The Professor’s Name is Experience
My wife and I have become trailer travellers. The statement suggests more proficiency than is appropriate. “We are learning to be trailer travellers” is more accurate. There are resources available to instruct us. I have visited a couple of RV centres. I’ve watched some YouTube tutorials and tugged the ear of those who are more travelled than I am. Frankly, I’m surprised at how much there is to learn! Hitches, sway bars, tongue jacks, GVWR, curb weight, black or grey tanks (don't mix them up) and I haven’t even mentioned backing up! Despite the intake of all the information I could absorb, there is really only one way to learn. Experience.
Experience is the supreme teacher. Nothing can replace the doing of a thing to learn it well. That’s true of piano technique, cooking a turkey, navigating a strange city, juggling or anything else you can think of. We acknowledge that practice makes perfect. What we don’t say enough is that experience is a severe teacher. It doesn’t spare us pain or promise ready success. It is schooling by hard knocks. So far, in becoming a trailer traveller, I have fused a hitch against a rental truck, crushed a couple of chucks, performed a scary 11 points blind turn in a cramped campground, bashed a few knuckles on stabilizers and most of all - learned that I needed a bigger vehicle! My learning curve has been more jagged than smooth. But it is turning me into a trailer traveller.
The principle of education by experience applies to our faith as well. No one grows fully in Christ by Bible Study alone. While essential, it is still only a starting point. We are to flesh out the truths we read. We mature in our spiritual life by experiencing unanswered prayers, extended deserts of the soul, the struggles of witnessing, the problem of pain, the fog of our future or the challenge of community. Each of these (and many more) can be hard to understand and harder to endure. In the midst of them, we may feel like failures and wonder why God is doing this to us. But God will teach and train His children. He has begun a good work and He will complete it. God will do His part. What is ours?
The catechism of experience is not automatic. Going through something doesn’t ensure that we learn from it.

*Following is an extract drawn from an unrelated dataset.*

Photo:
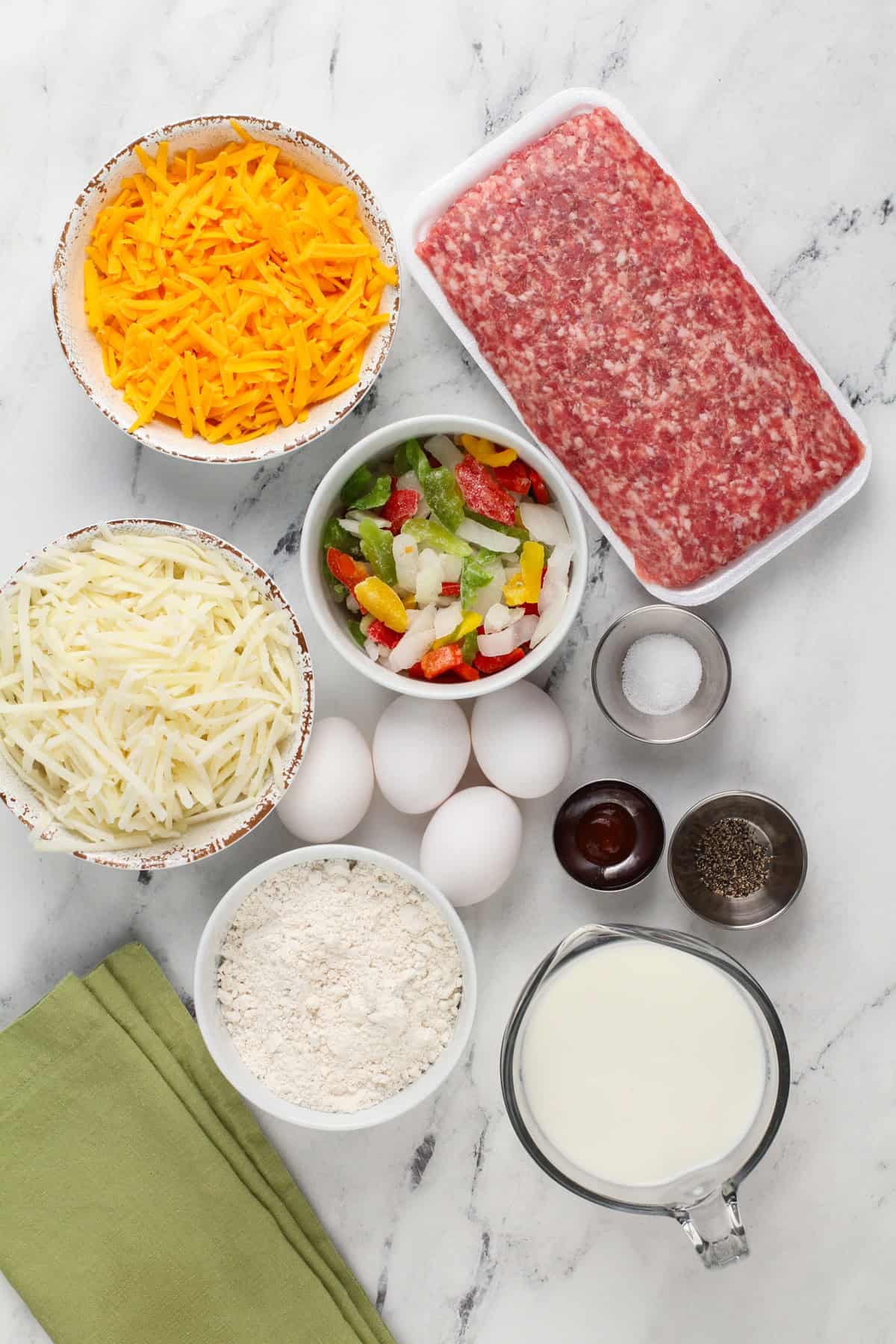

I will always be a novice trailer traveller (or a stunted believer) apart from three key words. Remember. Reflect. Resolve. I am to remember the experiences God has given me. Our lives fall in patterns where God repeats some lessons. I will be compelled to face them repeatedly unless I also reflect on my experience. What has God taught me? Where are my vulnerabilities? Once we remember and reflect, we are able to resolve for new ways of doing and being. In other words, we learn and grow by the grace of God. You should watch me back up now.